Greetings all.
I have been for quite some time trying to assess the feasibility of using Haskell in relatively large, high volume, high availability, long-running web application projects. I have enjoyed learning and using Haskell very much for the past year and I often find myself missing various language features when reasoning about alternatives like Ruby (on Rails). If I can identify the right set of tools for the job, I would really like to take the plunge and make Haskell my standard go-to language in web applications.
Here are the couple of key questions that I wanted get your feedback on:
- Do you consider Haskell and its environment of libraries ready for prime time in web app development as defined above?
- What collection of libraries would you use in such an effort?
- What are the up and coming packages/technologies in Haskell-land you would watch out for?
Also, here are some core requirements that I would define for such a project:
- Ease/speed of development in both back and front-ends, minimal boilerplate
- Extendability and flexibility in iterative development
- Robustness and reliability in production environment
- High performance
- Scalability
- Ability to interface with new technologies in the future: Cassandra, Redis, memcached, etc.
- Ease of implementing common/reusable features across web applications: user authentication, S3 file uploads, thumbnail/image handling, exception notifications, etc.
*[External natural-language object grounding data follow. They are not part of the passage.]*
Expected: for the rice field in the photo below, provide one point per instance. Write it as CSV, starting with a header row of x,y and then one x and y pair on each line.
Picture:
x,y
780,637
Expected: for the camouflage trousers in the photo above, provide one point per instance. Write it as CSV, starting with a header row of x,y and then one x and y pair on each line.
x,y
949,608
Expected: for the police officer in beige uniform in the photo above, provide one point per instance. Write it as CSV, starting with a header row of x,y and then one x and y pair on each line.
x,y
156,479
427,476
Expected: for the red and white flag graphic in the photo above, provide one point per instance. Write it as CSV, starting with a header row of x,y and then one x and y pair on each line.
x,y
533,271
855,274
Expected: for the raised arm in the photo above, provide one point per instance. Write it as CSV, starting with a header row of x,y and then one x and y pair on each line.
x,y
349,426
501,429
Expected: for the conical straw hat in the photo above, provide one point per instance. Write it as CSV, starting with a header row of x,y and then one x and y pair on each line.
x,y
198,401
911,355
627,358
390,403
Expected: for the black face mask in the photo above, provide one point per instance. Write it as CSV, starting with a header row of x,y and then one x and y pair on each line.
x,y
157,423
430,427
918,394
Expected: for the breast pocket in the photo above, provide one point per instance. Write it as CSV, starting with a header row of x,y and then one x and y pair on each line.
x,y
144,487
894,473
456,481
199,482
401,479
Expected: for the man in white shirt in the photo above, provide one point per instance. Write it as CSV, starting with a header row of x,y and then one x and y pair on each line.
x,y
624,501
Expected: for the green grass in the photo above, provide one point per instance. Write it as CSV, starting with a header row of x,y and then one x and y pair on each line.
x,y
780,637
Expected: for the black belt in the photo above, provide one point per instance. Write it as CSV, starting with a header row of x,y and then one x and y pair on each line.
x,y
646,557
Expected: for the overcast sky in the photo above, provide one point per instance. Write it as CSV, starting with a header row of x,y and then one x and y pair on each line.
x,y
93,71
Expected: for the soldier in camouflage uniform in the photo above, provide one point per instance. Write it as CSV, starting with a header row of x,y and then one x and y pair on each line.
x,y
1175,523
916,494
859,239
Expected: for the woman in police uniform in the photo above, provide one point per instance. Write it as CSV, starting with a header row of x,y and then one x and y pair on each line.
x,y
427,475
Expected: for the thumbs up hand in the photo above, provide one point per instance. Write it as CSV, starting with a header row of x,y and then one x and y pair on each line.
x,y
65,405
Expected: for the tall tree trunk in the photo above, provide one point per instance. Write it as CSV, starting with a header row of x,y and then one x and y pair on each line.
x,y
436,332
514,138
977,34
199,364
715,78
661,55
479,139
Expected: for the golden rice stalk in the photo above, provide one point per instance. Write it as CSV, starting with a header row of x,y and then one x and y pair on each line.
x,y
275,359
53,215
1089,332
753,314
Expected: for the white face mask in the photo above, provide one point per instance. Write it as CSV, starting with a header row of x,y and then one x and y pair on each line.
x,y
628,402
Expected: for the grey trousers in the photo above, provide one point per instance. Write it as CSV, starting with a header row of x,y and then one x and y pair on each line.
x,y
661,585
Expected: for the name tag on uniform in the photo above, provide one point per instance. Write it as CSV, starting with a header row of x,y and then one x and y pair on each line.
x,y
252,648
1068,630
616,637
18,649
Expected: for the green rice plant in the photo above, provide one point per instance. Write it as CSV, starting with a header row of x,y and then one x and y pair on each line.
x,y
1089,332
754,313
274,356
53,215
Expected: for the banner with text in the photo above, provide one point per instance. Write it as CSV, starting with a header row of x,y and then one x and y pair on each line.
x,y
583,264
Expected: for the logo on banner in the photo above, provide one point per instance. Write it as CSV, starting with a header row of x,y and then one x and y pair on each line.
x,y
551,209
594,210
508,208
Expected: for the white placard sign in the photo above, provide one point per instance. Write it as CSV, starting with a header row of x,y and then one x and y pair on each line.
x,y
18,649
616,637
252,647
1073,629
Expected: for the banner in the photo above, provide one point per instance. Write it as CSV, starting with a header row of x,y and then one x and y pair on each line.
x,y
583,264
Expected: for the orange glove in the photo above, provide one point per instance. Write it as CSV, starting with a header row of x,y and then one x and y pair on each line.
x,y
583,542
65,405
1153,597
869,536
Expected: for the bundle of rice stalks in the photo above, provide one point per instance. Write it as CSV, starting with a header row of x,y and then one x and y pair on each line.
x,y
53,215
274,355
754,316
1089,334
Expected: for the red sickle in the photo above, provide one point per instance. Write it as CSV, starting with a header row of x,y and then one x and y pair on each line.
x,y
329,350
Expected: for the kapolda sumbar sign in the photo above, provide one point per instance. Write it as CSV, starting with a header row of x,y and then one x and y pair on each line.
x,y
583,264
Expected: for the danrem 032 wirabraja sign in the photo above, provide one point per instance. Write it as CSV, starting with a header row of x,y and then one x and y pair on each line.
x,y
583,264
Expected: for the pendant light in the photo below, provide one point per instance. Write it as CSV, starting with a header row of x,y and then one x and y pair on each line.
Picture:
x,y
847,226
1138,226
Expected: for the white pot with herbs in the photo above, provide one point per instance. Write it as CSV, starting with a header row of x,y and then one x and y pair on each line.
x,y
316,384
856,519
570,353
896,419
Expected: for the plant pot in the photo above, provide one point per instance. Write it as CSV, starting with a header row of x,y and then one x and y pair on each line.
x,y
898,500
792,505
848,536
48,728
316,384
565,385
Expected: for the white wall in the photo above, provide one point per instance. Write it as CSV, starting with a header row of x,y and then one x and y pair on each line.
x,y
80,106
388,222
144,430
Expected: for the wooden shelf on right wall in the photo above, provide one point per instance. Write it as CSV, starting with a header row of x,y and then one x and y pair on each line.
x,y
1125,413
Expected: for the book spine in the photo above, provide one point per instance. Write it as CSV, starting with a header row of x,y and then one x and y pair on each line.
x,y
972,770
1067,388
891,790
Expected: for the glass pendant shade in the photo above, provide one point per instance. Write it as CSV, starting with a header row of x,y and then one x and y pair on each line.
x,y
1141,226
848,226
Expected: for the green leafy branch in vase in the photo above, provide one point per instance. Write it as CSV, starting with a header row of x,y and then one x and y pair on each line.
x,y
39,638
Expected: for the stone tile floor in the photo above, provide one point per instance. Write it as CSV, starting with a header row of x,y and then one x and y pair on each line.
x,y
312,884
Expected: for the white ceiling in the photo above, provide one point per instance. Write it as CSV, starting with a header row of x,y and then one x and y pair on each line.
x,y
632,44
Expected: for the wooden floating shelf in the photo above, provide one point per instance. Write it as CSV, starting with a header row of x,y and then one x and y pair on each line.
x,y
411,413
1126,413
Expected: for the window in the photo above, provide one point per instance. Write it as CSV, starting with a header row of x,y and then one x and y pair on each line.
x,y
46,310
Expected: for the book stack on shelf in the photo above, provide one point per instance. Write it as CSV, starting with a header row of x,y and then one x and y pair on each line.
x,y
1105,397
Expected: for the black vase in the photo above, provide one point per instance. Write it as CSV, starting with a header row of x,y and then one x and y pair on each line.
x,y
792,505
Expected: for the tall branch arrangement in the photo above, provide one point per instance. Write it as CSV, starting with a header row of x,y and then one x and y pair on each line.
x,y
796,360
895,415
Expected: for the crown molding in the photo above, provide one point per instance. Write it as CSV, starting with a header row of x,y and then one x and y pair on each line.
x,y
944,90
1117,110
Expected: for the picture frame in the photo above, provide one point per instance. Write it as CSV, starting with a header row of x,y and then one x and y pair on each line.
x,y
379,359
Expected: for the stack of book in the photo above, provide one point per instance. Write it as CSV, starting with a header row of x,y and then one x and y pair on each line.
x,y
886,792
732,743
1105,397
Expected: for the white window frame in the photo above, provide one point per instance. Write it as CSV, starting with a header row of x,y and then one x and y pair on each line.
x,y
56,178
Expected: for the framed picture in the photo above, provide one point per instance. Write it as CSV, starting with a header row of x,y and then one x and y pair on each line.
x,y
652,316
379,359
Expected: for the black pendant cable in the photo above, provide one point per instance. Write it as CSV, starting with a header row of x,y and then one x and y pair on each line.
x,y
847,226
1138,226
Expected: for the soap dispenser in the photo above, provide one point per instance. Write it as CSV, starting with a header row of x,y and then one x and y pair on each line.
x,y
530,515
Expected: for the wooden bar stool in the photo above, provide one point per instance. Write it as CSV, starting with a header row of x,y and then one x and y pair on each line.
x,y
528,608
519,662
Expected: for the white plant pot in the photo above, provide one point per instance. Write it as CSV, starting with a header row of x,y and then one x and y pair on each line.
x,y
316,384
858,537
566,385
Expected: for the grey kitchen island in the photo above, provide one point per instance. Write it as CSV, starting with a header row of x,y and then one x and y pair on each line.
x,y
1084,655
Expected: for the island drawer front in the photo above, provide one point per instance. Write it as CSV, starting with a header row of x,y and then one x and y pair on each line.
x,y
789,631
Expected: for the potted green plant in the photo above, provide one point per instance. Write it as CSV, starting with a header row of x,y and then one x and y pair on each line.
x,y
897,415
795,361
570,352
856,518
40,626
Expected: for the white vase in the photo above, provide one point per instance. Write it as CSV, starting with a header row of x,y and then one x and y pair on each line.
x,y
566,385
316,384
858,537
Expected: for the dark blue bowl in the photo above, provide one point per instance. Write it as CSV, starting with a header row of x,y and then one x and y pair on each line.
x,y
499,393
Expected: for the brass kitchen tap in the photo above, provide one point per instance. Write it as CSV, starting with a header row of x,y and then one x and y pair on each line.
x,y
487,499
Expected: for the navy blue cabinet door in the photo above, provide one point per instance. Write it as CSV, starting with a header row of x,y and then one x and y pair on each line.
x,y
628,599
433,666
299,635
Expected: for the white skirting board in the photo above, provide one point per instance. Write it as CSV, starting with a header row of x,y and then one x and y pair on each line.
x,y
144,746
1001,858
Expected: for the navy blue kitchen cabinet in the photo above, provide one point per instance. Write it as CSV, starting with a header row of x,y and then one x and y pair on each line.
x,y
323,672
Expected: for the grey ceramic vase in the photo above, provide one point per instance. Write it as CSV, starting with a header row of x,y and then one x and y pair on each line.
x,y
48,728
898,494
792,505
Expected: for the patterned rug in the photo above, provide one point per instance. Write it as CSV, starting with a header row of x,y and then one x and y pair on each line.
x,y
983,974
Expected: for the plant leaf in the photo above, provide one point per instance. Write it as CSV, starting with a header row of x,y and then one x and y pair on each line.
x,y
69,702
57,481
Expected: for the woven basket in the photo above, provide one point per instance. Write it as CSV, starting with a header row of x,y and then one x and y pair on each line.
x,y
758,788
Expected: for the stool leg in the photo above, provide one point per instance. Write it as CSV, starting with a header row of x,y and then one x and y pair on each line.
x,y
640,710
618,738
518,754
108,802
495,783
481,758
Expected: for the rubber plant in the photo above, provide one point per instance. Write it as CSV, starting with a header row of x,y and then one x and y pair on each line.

In terms of libraries, I can think of a few key components (as pointed out by several others before) that one would need to arrange:
- Choice of server (happstack vs. alternatives)
- Templating (xhtml vs. file templates vs. newer efforts like BlazeHtml)
- Data/storage layer: HDBC vs. HaskellDB vs. others
I know this is a common topic in Haskell-Cafe, but I have failed to identify conclusive opinions from experienced Haskellers out there in previous discussions. My apologies in advance if this is a blatantly redundant post.